Metropolitan News-Enterprise

 

Friday, February 5, 2010

 

Page 3

 

Best Presidents Took Broad View of Powers, Yoo Tells Lawyers

 

By a MetNews Staff Writer

 

The best American presidents were willing to take measures that many of their contemporaries thought unconstitutional, former Assistant Attorney General John Yoo told members of two conservative legal groups yesterday.

At a lunchtime event in downtown Los Angeles, co-sponsored by the local chapter of the Federalist Society and the Libertarian Law Council, Yoo—who now teaches at UC Berkeley School of Law—plugged his recent book “Crisis and Command: A History of Executive Power from George Washington to George W. Bush.”

Yoo became a lightning rod for critics of the Bush administration because of his work as head of the Department of Justice’s Office of Legal Counsel, including his authorship of memos supporting “enhanced interrogation techniques,” which some describe as torture, in order to obtain information from terrorism suspects.

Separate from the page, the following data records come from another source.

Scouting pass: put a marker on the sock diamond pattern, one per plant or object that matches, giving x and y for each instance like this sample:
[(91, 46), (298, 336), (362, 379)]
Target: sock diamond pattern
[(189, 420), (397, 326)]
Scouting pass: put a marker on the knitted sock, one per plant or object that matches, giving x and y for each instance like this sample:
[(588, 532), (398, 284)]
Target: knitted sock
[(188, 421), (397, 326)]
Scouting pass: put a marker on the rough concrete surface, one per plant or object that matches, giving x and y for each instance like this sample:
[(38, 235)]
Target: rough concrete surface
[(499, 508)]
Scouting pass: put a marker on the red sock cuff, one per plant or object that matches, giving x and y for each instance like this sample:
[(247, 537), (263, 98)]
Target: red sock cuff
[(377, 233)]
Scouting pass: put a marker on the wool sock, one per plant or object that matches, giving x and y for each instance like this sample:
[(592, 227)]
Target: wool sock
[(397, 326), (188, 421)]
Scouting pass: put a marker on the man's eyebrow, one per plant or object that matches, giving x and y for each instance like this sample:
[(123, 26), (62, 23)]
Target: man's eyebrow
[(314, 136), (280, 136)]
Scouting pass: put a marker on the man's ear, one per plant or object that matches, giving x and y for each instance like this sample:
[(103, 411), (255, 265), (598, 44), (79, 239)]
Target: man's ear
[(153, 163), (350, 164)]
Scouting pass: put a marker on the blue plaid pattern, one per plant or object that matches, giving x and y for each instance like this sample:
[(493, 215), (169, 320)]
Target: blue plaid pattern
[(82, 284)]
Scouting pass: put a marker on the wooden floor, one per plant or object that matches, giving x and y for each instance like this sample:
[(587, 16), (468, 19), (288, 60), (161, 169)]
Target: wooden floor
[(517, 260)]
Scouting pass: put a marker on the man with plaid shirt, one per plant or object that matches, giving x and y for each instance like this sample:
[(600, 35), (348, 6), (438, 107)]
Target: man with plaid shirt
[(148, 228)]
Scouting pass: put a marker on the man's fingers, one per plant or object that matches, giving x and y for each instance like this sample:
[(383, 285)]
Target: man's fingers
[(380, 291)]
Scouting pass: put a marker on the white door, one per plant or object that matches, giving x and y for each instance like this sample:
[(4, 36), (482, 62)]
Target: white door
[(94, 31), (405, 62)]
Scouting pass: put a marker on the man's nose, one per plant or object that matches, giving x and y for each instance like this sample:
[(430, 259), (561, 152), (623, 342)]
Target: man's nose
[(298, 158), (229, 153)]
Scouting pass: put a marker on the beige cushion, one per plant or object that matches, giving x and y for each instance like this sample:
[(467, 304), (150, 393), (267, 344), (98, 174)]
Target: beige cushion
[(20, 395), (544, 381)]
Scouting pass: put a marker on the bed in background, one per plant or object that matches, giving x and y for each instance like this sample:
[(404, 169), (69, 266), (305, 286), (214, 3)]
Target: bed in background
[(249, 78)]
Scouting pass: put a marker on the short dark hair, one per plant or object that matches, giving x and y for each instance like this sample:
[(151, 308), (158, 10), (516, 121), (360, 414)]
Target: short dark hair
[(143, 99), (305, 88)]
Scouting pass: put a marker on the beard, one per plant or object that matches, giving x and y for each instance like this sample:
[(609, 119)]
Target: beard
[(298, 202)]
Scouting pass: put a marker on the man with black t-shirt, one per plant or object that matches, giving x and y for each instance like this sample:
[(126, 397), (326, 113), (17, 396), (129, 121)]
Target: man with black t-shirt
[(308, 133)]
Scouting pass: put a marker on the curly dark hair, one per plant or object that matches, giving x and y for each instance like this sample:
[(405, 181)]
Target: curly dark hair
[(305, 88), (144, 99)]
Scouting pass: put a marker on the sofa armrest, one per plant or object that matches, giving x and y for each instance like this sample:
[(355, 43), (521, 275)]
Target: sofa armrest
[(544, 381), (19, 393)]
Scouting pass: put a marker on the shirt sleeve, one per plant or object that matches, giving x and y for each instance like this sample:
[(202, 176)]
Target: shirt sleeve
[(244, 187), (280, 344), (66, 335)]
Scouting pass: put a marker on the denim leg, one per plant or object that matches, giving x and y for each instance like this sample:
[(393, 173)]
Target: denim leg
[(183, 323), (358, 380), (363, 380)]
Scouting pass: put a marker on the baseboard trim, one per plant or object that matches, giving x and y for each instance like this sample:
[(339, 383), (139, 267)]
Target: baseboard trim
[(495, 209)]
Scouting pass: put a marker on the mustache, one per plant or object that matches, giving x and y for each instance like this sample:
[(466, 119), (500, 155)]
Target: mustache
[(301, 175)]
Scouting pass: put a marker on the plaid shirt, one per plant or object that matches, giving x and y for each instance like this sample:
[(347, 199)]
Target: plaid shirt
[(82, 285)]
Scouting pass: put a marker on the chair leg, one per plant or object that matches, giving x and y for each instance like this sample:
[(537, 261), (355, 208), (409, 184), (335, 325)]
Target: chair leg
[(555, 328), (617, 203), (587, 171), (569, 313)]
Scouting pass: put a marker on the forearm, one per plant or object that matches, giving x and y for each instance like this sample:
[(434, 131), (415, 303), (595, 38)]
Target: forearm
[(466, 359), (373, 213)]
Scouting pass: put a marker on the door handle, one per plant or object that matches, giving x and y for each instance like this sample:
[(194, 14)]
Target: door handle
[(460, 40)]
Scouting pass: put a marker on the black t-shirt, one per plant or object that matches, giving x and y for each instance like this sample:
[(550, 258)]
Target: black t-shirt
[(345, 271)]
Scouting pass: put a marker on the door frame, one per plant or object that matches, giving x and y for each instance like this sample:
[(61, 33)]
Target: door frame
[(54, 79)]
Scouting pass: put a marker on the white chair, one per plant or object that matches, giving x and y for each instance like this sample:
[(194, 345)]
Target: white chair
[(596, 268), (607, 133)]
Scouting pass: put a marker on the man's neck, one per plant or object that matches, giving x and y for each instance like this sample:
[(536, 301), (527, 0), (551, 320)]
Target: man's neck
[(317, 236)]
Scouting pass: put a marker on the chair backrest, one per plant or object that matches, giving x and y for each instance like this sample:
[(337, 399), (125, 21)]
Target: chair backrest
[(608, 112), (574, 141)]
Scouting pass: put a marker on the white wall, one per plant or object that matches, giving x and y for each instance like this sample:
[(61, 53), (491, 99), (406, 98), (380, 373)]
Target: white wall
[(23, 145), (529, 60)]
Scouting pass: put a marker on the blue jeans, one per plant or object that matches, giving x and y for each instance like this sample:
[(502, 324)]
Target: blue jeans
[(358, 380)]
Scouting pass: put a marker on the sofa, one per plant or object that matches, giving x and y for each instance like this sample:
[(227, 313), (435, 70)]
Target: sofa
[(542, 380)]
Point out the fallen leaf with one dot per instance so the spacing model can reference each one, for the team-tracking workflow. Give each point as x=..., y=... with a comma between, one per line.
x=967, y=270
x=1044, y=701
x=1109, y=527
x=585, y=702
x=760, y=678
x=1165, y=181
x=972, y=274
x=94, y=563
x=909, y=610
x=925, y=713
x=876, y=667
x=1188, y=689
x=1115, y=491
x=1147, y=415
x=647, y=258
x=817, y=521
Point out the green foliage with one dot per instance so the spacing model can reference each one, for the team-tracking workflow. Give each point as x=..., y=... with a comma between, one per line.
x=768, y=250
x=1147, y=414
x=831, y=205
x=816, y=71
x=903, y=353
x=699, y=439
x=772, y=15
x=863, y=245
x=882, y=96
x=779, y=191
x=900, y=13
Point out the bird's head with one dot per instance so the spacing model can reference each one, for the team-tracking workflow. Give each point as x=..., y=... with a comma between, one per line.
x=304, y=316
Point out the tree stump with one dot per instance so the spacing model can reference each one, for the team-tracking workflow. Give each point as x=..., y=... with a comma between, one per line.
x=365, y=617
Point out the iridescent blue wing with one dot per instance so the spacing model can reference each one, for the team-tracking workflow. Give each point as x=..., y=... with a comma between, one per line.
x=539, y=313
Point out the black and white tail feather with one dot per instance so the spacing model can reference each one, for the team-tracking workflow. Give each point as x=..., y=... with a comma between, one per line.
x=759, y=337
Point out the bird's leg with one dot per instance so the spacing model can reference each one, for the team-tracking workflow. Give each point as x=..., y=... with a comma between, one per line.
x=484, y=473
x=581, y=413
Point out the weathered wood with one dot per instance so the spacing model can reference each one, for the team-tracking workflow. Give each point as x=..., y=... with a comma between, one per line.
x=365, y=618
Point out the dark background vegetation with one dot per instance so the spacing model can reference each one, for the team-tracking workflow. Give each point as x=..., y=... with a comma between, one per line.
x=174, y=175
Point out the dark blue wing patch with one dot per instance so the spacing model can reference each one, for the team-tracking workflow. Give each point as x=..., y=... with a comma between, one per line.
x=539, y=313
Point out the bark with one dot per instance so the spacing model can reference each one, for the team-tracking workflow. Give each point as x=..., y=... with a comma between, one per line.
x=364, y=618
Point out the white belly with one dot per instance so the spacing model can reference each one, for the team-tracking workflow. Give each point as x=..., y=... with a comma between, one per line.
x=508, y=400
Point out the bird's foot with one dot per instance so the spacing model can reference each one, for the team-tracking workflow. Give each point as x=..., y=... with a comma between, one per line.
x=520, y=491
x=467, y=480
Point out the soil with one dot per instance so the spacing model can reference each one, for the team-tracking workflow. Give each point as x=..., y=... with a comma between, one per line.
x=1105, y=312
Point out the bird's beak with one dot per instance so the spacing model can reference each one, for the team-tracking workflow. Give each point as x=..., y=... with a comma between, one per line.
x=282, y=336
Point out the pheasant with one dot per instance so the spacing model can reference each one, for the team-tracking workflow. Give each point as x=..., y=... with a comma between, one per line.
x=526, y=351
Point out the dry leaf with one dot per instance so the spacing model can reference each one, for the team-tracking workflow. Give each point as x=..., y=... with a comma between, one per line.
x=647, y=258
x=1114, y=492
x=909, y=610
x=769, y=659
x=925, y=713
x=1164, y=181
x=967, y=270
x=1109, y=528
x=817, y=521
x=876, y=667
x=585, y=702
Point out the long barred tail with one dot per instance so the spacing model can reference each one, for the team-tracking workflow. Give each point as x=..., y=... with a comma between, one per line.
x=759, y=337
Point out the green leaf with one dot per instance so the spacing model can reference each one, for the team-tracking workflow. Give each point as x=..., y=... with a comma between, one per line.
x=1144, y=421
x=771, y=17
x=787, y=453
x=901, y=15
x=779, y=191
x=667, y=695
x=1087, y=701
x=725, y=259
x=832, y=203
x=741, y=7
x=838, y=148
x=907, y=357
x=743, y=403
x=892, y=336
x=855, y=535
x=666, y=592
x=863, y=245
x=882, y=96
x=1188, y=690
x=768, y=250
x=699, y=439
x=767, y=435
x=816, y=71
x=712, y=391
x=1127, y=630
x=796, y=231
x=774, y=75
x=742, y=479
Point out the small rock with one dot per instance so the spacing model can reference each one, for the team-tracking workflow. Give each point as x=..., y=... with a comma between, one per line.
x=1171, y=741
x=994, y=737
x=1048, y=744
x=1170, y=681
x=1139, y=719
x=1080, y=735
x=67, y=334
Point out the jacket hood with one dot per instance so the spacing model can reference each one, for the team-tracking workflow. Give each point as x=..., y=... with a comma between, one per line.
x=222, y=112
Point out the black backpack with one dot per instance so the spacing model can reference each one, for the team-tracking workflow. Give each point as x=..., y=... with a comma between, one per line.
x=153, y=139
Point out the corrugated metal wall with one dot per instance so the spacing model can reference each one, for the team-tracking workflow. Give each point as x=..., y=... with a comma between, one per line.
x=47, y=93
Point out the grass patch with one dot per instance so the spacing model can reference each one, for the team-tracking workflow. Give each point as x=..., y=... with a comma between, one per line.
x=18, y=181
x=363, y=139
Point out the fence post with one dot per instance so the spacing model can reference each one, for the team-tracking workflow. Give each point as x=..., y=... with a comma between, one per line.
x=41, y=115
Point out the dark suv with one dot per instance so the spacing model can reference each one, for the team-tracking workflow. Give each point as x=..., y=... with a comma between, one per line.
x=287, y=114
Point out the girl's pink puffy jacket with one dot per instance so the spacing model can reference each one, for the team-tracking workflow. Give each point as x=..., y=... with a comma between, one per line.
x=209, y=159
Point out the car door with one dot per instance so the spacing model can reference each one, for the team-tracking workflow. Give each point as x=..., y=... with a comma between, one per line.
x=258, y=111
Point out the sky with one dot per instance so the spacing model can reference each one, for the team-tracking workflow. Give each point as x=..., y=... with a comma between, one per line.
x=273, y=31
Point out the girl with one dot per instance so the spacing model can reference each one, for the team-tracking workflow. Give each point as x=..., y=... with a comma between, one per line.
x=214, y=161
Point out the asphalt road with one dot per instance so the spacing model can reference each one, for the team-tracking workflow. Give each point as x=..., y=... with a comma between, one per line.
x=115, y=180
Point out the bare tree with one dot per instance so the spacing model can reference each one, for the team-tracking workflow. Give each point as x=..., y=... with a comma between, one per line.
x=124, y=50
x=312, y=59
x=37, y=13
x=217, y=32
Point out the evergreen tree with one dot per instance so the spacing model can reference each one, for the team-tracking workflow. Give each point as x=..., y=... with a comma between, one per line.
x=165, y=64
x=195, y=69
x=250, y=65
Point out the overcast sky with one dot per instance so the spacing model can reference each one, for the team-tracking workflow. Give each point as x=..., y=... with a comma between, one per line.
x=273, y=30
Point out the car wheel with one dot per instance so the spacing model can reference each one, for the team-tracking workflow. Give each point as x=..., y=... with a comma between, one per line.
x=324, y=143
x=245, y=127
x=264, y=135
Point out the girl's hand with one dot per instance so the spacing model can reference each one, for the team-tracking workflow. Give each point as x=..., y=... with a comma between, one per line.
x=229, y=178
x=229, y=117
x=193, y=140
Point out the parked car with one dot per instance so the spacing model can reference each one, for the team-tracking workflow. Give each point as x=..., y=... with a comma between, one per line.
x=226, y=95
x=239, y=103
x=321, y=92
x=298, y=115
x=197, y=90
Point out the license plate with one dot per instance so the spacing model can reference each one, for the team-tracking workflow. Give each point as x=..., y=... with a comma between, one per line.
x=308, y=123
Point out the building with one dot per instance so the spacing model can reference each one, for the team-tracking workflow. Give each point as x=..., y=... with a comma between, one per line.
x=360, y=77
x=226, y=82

     The “hero” of his book, Yoo explained yesterday, is Abraham Lincoln, whom he contrasted with his predecessor, James Buchanan. He concurred with historians, who in polls consistently rate Lincoln as among the very best presidents and Buchanan among the very worst.

Yoo noted that Lincoln was willing to suspend habeas corpus in order to win the Civil War, and took the monumental step of issuing the Emancipation Proclamation, asserting that as commander-in-chief of the armed forces, he could end slavery in areas in rebellion against the United States, notwithstanding the Supreme Court’s Dred Scott decision upholding slavery and asserting that slaves were property and had no legal rights.

Buchanan, Yoo noted, felt that secession was unconstitutional but believed that as president he was powerless to stop it.

In a question-and-answer session following his talk, Yoo had a civil, but somewhat pointed exchange, with Stephen Rohde, a Century City attorney and civil liberties advocate. Rohde questioned Yoo about a 2005 debate in which Yoo declined to state that “crushing the testicles of the detainee’s child” would necessarily violate the Constitution or an act of Congress.

Yoo said the comment was taken out of context. He explained that he had gone on to state in that debate that the issue was “completely hypothetical” and that he also said he could not foresee circumstances in which it would be “necessary or appropriate” to take such action.

He added that Congress would always have the power to check the use of such techniques, or of any presidential action it sees as an overreaching exercise of power, since Congress controls the federal purse strings, in addition to having the powers both of legislation and impeachment.